1Au cours des années 1970, dans une époque de triomphe des mass media, l’idée d’une communication différente émerge et des initiatives, majoritairement issues de mouvements populaires, se multiplient, en s’appropriant les nouvelles techniques de communication. Comment ces expériences émergent-elles et fonctionnent-elles ? L’exemple de la radio Antélim permet de le comprendre et d’appréhender les difficultés auxquelles elles ont été confrontées. Ces initiatives ont développé des systèmes de communication interpersonnelle à distance. Sont-elles pour autant une préfiguration d’Internet ?
Les années 1970 : vers un modèle multipolaire de communication
2Durant les années 1970, le développement des nouveaux moyens de communication est considéré comme souhaitable par les mouvements sociaux, et certains intellectuels tels que J. d’Arcy, P. Schaeffer, J. Voge ou encore H. M. Enzensberger y voient un moyen de démocratiser la prise de parole. On assiste à une percée remarquable de la vidéo dite « légère » et les premiers réseaux câblés se développent. Parallèlement, des interrogations sur les relations entre les supports techniques et « le droit à communiquer » (d’Arcy, 1978), la production de messages, la diffusion, la réception (Voge, 1978) et la nature de la participation induisent le désir de lancer des expérimentations. Des télévisions éducatives se développent au Venezuela, au Niger, en Côte d’Ivoire... et des mouvements populaires ou syndicaux utilisent la radio (« Lorraine cœur d’acier ») et la vidéo (« vidéographe » de Montréal ou « vidéogazette » du quartier La Villeneuve à Grenoble-Echirolles) comme vecteurs de diffusion d’idées nouvelles, pour donner la parole à ceux qui en sont privés.
3Alors que la théorie dominante repose sur le modèle des mass media, héritière des théories fonctionnalistes et des recherches de H. Lasswell, des contre-analyses de ce modèle se développent, principalement aux États-Unis et au Canada. La théorie de la communication de groupe à groupe s’élabore avec les travaux de W. Schramm, plaçant la communication hors du contrôle d’un pouvoir centralisateur.

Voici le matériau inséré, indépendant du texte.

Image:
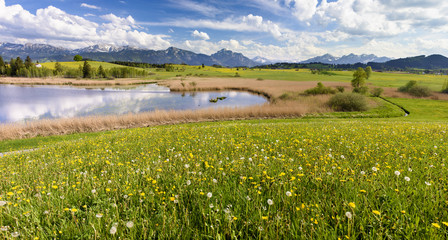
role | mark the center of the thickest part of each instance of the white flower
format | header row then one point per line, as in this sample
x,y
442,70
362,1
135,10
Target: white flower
x,y
113,230
130,224
349,215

4Pierre Schaeffer, préoccupé par le rapport de l’homme à l’outil, est l’un des rares intellectuels français à s’interroger sur le rôle des médias et sur la mise en œuvre d’un modèle alternatif aux mass media. Face au modèle en étoile au sein duquel un groupe restreint d’émetteurs s’adresse unilatéralement à un large public anonyme par le biais de journalistes servant d’intermédiaires, Pierre Schaeffer imagine un modèle médiatique alternatif, original et multipolaire reliant directement les utilisateurs entre eux. Il crée la notion de « réseau spécifique de communication sociale », favorisant la communication de groupe à groupe et répondant à certains besoins sociaux. « Les usagers ne subissent pas l’information omnibus fournie par des tiers, ne consomment pas un produit, mais trouvent un lieu d’échange, allant de l’information à la coopération, de la concertation à la négociation. Les contenus ne sont pas seulement associatifs, mais visent l’économique, le social, voire le politique, qui intéressent un milieu donné. [1] »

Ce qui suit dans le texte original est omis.